1. ¹Department of Pediatrics, Washington University School of Medicine, St Louis, MO, USA
2. ²Department of Cell Biology and Physiology, Washington University School of Medicine, St Louis, MO, USA
3. ³Department of Biochemistry and Molecule Biology, Drug Discovery Division, Southern Research Institute, Birmingham, AL, USA

Correspondence: Dr G Bu, Department of Pediatrics, Washington University School of Medicine, 660 South Euclid Ave., St Louis, MO 63110, USA. E-mail: bu@wustl.edu

⁴These authors contributed equally to this work.

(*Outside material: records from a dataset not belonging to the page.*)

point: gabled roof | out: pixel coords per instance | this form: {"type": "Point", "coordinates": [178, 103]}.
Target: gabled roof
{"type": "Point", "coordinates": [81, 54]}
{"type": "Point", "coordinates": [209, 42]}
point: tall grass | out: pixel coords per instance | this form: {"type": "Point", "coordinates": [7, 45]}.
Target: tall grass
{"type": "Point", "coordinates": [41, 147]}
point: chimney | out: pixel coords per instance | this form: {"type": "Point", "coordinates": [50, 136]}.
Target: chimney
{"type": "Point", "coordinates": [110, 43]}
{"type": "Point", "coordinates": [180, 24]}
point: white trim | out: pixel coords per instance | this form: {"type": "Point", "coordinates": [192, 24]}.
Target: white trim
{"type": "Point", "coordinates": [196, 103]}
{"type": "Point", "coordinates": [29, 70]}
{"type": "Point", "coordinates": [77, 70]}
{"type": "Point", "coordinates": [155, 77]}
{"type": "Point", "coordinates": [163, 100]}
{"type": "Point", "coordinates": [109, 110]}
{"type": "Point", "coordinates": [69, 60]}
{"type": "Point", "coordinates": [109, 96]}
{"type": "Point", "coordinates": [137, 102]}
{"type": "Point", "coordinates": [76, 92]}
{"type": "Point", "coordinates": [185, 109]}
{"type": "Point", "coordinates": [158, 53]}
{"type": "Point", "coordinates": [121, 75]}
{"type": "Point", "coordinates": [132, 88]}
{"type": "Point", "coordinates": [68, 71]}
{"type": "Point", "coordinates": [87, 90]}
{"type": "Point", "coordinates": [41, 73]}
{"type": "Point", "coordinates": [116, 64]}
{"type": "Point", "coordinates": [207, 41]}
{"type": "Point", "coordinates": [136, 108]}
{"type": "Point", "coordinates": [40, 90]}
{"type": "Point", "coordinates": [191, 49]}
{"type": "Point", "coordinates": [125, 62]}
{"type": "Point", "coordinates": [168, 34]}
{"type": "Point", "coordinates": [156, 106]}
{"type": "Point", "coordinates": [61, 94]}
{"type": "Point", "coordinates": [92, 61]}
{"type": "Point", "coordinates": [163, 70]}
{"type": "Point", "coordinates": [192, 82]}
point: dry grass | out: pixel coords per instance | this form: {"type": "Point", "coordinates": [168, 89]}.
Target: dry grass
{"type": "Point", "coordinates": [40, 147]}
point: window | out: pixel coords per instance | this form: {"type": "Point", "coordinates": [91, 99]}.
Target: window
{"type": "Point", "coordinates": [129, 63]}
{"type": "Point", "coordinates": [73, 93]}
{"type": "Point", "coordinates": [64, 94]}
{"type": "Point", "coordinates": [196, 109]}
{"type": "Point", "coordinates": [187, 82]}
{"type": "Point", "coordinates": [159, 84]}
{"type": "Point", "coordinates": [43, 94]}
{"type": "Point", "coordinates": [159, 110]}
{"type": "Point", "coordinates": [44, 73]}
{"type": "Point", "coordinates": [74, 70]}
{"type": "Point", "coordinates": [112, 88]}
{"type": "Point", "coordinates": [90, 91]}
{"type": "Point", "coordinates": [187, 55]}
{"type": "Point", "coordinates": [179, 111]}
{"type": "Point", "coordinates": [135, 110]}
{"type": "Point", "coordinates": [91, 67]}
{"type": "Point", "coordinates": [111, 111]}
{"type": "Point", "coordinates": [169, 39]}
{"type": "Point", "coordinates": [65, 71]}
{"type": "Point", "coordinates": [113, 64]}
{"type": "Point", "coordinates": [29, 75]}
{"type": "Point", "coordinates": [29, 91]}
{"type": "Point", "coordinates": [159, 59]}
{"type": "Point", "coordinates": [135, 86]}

Received 25 January 2009; Revised 10 September 2009; Accepted 17 September 2009; Published online 2 November 2009.

Abstract

Although Wnt signaling activation is frequently observed in human breast cancer, mutations in genes encoding intracellular components of the Wnt signaling pathway are rare. We found that the expression of Wnt signaling co-receptor, LRP6, is upregulated in a subset of human breast cancer tissues and cell lines. To examine whether the overexpression of LRP6 in mammary epithelial cells is sufficient to activate Wnt signaling and promote cell proliferation, we generated transgenic mice overexpressing LRP6 in mammary epithelial cells driven by the mouse mammary tumor virus (MMTV) promoter. We found that mammary glands from MMTV–LRP6 mice exhibit significant Wnt activation evidenced by the translocation of -catenin from membrane to cytoplasmic/nuclear fractions. The expression of several Wnt target genes including Axin2, Cyclin D1 and c-Myc was also increased in MMTV–LRP6 mice. More importantly, mammary glands from virgin MMTV–LRP6 mice exhibit significant hyperplasia, a precursor to breast cancer, when compared with wild-type littermate controls. Several matrix metalloproteinases are upregulated in MMTV–LRP6 mice that could contribute to the hyperplasia phenotype. Our results suggest that Wnt signaling activation at the cell-surface receptor level can contribute to breast cancer tumorigenesis.